= David Guéron =

Art Deco glass artist

David Guéron (1892–1950) was an interwar Art Deco glass artist in Paris.

== Early life ==

Guéron was born to Spanish Jewish parents in Edirne. In 1914, he joined the French Foreign Legion, which sent him to fight in the First World War, where he was wounded.

== Glassware production ==

After returning to civilian life, Guéron settled in Compiègne, where Armistice of 11 November 1918 was signed, and founded his Cristalleries De Compiègne glassworks. In Compiègne, he manufactured functional glassware, but the 1925 International Exhibition of Modern Decorative and Industrial Arts prompted him to specialize in luxury glassware. The following year, Cristalleries De Compiègne established a factory on Boulevard Malesherbes and a gallery on Avenue de Paris (both in Paris), and adopted the brand Verrerie d'Art Degué, "Degué" being short for "David Guéron". There Guéron produced mainly Art Deco chandeliers and vases, using a wide range of colors. He also produced paperweights, bowls, perfume bottles, stemware, art-glass lamps and hemispherical ceiling lampshades.

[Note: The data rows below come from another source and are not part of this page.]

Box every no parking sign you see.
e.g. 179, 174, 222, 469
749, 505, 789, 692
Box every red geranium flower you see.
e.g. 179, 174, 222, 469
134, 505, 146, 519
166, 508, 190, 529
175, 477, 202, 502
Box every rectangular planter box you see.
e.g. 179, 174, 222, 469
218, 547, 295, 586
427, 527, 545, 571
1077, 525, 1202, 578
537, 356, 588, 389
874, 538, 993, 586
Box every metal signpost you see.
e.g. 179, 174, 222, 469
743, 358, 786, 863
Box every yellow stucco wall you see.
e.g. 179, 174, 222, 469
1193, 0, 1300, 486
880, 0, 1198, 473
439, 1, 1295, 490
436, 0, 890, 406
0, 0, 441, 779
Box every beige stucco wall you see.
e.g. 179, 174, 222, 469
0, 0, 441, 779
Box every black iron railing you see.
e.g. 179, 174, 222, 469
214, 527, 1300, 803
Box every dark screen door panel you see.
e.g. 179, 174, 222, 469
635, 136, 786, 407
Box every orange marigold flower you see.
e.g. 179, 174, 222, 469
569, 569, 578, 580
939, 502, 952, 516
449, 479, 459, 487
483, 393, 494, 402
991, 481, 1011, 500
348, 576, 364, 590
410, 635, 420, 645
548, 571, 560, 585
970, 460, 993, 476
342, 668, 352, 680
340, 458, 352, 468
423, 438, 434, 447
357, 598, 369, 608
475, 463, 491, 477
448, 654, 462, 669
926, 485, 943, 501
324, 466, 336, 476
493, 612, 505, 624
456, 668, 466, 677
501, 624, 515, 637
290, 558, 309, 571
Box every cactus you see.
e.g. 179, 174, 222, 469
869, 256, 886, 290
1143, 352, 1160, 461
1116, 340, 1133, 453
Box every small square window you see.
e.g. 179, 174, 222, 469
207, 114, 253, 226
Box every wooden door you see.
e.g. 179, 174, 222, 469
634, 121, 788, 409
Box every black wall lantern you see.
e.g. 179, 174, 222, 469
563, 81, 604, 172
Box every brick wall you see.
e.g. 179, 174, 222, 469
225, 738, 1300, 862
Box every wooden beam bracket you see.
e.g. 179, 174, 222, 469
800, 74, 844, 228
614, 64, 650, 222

Guéron collaborated fruitfully with Edouard Cazaux and Auguste Labouret. The latter painted Cristalleries De Compiègne's largest ever order: the SS Normandie's wall panels.

=== Decline ===

Guéron had a bitter rivalry with Charles Schneider and hired skilled artists from Schneider's factory. Schneider's Société Anonyme des Verreries sued Cristalleries De Compiègne for imitation. The litigation weakened both companies by the time the case was settled in 1932. Cristalleries De Compiègne was further weakened in 1936 by the general strike and ceased production. At the outbreak of the Second World War, Cristalleries De Compiègne was dissolved and Guéron left France for the United States.